There are few examples of projects that receive significant donations, as far
as I know. I'd love to be proven wrong about that, but when I looked at a
bunch of donation addresses 6-12 months ago, no website or project got more
than spare change from it.

There have been some high-profile donations made using BTC, but that's not the
same thing. Rich people will give large donations regardless of the format. It
wasn't because of BTC, but rather because they wanted to donate.

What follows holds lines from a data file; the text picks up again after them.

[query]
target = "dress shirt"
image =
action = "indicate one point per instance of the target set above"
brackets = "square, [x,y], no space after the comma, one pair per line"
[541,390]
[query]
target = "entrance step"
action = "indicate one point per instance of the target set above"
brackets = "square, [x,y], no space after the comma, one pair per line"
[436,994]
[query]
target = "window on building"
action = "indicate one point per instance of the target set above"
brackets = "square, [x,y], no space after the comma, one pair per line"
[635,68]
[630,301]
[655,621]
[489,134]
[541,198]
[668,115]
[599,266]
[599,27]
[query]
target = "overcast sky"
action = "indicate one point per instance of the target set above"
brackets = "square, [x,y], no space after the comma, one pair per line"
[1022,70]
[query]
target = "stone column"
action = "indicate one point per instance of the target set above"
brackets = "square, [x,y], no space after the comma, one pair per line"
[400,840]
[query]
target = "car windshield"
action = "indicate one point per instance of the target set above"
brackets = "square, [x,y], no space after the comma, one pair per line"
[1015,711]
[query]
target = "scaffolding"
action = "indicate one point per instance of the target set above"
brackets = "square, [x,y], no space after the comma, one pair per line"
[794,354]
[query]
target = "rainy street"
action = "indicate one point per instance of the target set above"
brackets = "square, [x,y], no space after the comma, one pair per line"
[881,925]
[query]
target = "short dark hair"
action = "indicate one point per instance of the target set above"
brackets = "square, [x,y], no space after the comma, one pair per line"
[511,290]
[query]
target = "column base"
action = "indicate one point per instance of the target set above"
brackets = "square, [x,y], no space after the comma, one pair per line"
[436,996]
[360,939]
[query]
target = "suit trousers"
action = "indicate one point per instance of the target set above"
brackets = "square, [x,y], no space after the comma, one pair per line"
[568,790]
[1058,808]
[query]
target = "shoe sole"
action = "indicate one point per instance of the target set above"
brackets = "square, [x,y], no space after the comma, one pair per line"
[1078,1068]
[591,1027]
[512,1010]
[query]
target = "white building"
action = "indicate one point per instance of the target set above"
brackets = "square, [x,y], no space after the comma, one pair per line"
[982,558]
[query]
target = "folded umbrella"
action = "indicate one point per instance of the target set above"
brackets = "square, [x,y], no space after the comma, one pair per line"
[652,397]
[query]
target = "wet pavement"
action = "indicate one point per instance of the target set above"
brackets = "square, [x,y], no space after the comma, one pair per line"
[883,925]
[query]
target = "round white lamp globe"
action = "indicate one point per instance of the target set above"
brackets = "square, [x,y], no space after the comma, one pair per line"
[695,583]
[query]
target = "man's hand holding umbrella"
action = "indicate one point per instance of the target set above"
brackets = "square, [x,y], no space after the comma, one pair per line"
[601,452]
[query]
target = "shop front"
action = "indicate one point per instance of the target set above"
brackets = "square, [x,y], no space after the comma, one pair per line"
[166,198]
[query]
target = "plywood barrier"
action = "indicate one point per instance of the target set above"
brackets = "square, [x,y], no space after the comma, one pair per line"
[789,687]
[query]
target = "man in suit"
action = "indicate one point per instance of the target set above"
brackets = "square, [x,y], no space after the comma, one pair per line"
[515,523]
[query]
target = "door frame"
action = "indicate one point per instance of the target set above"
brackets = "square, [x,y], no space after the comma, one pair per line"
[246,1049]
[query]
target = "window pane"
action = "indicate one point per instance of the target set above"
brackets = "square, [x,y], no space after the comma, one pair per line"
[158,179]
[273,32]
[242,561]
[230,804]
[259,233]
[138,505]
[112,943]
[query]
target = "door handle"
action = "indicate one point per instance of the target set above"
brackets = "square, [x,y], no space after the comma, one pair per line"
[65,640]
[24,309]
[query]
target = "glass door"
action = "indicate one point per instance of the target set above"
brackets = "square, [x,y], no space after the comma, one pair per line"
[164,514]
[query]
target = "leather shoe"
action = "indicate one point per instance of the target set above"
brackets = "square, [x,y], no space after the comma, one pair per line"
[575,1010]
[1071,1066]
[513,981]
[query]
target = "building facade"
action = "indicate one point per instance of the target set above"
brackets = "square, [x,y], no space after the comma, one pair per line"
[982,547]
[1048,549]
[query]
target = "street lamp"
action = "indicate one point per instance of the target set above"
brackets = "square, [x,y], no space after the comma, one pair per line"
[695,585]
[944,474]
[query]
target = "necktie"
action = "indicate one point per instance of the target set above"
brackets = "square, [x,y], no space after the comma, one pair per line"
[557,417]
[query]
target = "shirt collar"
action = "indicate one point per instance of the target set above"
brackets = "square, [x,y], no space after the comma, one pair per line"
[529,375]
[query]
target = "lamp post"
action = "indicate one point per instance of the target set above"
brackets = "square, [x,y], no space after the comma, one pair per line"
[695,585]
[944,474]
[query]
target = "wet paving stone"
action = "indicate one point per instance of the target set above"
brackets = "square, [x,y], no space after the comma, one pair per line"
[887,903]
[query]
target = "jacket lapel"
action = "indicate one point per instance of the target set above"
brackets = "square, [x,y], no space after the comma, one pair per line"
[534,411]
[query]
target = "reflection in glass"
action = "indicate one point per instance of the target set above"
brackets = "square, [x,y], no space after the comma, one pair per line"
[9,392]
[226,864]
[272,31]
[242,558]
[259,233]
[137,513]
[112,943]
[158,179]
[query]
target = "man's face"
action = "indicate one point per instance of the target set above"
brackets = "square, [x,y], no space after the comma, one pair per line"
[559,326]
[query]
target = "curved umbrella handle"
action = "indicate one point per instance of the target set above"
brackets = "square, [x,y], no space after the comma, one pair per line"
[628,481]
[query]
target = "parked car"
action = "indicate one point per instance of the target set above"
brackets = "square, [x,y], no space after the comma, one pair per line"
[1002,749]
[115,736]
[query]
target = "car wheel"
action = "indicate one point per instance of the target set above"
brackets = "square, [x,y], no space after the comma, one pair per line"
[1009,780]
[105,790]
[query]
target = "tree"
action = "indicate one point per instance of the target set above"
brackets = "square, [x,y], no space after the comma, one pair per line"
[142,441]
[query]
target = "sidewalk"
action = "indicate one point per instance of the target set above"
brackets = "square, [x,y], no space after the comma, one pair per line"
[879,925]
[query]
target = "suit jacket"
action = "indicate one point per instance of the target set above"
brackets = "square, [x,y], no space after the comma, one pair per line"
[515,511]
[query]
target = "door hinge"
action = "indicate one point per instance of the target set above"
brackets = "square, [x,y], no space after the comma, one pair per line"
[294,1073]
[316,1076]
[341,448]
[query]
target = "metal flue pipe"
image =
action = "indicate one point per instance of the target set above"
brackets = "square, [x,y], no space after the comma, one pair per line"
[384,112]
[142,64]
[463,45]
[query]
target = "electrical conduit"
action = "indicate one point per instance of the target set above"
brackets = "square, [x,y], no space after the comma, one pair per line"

Some of the donation addresses received huge amounts of BTC. These obviously
weren't from donations. Probably from the account holder shuffling their own
money around.

I wouldn't be surprised if BTC donations were far less frequent than, say,
"likes" on YouTube videos. For the average video with half a million views,
~20,000 likes isn't uncommon. And people only do that because it's free. So
if, for any given "thing that half a million people look at," only about 200
of them actually donate, you can see how pitiful the returns are compared to
ads. But putting up ads to profit from copyright infringement is blatantly
illegal, whereas BTC donations aren't. Yet nobody will take BTC donations
seriously for the same reason no one considers panhandling a sustainable
living.

It probably sounds like I'm bashing Bitcoin, but I'm only trying to point out
a surprising phenomenon. BTC donations seemed to have a lot of potential, yet
fizzled. The reasons why are important to study.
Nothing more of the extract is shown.